A dark, numbing fear settled deep in the pit of her stomach as she repeated the story she’d told over and over again—to the deputies of the sheriff’s department, to the nosiest reporters, to her family and friends. It was forever branded in her memory even though it was a bald-faced lie. She glanced at her sisters; Tessa, blond and belligerent, insolently smoking another cigarette while Claire’s expression was hard to read, her skin pale. “The three of us”—she motioned to her sisters—“were on our way home from the drive-in movie on the other side of Chinook. We’d gone together to see a trilogy of old Clint Eastwood movies. It was late, after midnight. The movies hadn’t started until sunset, which was after nine o’clock, I think. We left before the last picture was over. I was driving and dead tired and . . . I guess I fell asleep at the wheel, I don’t remember skidding off the road, but the next thing I knew, the car was in the lake.” She stared straight into Styles’s disbelieving eyes. He wasn’t buying this—not for a second. Still, she plunged on, stepping deeper into the muck of half-truths and lies. “The impact woke me up and Tessa and Claire were screaming their heads off. Water was filling up the inside of the car and we all had to swim out in the pitch-black . . . it was . . .” She shuddered and her voice became a whisper. “We were lucky, I guess. My car went off the road in only six feet of water, so we were able to help each other out and swim to shore.”
Styles didn’t say a word.
“It’s not a mystery, Mr. Styles—”
“Denver. You’ll be seeing a lot of me. No reason to keep tripping over names.” A half smile, a false grin meant to disarm and encourage her to keep talking tugged at his lips, but those gray eyes never warmed to her, never so much as flickered with a touch of understanding. “I suppose your sisters would repeat, nearly word for word, the same story.”

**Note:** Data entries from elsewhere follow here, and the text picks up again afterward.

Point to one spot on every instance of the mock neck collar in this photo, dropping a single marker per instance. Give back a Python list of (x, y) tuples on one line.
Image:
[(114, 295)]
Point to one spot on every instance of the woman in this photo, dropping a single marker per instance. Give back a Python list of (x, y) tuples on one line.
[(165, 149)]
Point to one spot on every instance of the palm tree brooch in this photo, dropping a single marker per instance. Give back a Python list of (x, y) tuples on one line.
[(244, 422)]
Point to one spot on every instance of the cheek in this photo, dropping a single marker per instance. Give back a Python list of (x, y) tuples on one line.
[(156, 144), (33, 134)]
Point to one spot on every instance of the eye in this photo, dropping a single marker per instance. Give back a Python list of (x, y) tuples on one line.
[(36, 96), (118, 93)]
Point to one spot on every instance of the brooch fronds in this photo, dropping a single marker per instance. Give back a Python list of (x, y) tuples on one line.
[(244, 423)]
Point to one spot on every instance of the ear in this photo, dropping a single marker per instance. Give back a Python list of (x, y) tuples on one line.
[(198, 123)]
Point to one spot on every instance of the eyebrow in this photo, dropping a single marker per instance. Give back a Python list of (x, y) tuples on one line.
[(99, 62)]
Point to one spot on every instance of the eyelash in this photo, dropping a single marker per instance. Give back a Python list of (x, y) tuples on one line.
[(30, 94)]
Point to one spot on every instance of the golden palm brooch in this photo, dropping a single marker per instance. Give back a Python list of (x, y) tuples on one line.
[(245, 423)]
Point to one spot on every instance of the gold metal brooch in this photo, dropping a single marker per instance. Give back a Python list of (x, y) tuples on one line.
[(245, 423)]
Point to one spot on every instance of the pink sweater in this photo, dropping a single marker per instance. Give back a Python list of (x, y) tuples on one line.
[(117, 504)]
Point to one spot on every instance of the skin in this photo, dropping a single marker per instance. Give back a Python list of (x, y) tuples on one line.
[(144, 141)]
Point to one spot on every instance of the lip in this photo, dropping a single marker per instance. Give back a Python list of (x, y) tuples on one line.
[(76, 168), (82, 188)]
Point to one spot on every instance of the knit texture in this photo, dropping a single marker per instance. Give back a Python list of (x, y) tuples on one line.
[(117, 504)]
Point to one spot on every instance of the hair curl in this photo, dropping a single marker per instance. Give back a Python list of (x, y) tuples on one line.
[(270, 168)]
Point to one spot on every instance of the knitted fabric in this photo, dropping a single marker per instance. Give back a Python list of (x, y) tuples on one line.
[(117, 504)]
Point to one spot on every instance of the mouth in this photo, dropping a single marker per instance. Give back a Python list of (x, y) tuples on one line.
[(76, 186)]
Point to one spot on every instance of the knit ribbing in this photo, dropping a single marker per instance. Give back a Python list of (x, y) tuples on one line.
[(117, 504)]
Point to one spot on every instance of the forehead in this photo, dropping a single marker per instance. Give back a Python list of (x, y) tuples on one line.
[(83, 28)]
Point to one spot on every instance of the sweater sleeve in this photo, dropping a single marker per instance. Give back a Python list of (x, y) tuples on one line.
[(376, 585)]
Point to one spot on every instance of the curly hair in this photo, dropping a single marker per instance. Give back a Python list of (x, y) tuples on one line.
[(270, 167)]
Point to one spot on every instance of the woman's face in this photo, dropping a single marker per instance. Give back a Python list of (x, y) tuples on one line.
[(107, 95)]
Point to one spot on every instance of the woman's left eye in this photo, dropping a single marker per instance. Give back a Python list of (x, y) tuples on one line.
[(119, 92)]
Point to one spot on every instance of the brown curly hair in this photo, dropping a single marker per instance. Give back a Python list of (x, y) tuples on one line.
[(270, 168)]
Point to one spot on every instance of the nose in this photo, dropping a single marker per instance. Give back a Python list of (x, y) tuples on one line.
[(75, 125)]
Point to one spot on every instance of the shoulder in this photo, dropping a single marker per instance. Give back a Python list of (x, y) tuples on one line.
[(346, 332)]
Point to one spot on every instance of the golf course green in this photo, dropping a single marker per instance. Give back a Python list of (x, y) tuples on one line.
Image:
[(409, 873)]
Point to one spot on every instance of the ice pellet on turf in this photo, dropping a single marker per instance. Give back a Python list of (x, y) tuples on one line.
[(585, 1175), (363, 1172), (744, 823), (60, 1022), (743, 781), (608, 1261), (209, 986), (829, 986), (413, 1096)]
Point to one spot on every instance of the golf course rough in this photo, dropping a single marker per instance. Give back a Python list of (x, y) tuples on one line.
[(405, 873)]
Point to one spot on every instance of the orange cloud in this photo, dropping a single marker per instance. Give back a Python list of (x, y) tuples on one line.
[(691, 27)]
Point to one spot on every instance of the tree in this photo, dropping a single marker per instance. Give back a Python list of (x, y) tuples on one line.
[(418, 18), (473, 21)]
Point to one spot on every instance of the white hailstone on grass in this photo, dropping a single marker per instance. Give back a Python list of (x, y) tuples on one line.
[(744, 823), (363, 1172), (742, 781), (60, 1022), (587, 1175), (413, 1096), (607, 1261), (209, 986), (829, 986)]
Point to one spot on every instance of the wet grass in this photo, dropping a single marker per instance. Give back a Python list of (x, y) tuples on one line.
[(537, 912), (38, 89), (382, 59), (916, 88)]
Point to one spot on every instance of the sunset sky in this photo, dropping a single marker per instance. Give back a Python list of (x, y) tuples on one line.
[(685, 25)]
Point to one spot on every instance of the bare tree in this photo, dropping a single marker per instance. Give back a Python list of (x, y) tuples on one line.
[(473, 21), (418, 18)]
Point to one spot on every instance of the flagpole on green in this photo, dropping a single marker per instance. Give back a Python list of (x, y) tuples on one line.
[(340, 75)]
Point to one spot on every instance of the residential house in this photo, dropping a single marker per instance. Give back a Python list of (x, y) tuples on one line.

“It’s not a story,” Tessa interjected with a toss of her head.
“No one saw you at the drive-in.” His dark eyebrows drew together, as if he were deep in thought. “Isn’t that strange considering that you three are pretty high-profile, what with being from one of the wealthiest families in the area?”
“We didn’t talk to anyone.”
“No? Not even in the snack bar?”
“There wasn’t a lot of people there. It was right before the drive-in theater closed for good.”
“We took our own sodas,” Claire said, her voice thin.
He rubbed his chin. “And you didn’t get out of the car for what? Three or four hours? Not even to use the ladies’ room?”
“I don’t think so,” Miranda replied before Claire could say anything else and get them all into bigger trouble.
“That’s pretty unbelievable, don’t you think?”
Her voice was calm, smooth as glass. “That’s the way it was. Obviously there were a lot of other cars there, families and teenagers, but none around us that I recognized. As I told the sheriff’s department a long time ago, there was a white station wagon with wood on the side—I don’t know the make—with a family of kids, parked next to us. The space on the other side of my car was empty. In front of us was a pickup—dark-colored with a bank of spotlights stretched across the cab, and other than that I don’t remember any other vehicle.”
“And you were driving a black Camaro.”
“That’s right. It was totaled later that night. Just because no one the police spoke with that night had seen us doesn’t mean there wasn’t someone there who had. They just didn’t look hard enough.”
“The guy who sold tickets didn’t remember your car.”
“He was probably stoned. His memory wasn’t all that great. If you read his deposition you’ll see that he hardly knew the names of the movies that were playing.” Her fists clenched and she had to force her fingers to straighten. If she’d learned anything in her years as a lawyer, it was how to hide emotion when necessary, how to bring it to the surface when needed. Right now the less knowledge Denver Styles scraped up about her and that hellish night, the better.
Dutch winced as he stood, then rubbed his knee. “The reason the police didn’t find out much that night is because I bought ’em off.”
“Dad, don’t,” she warned, incredulous even though he had already alluded to tampering with the investigation. To what lengths would her father go to get his way?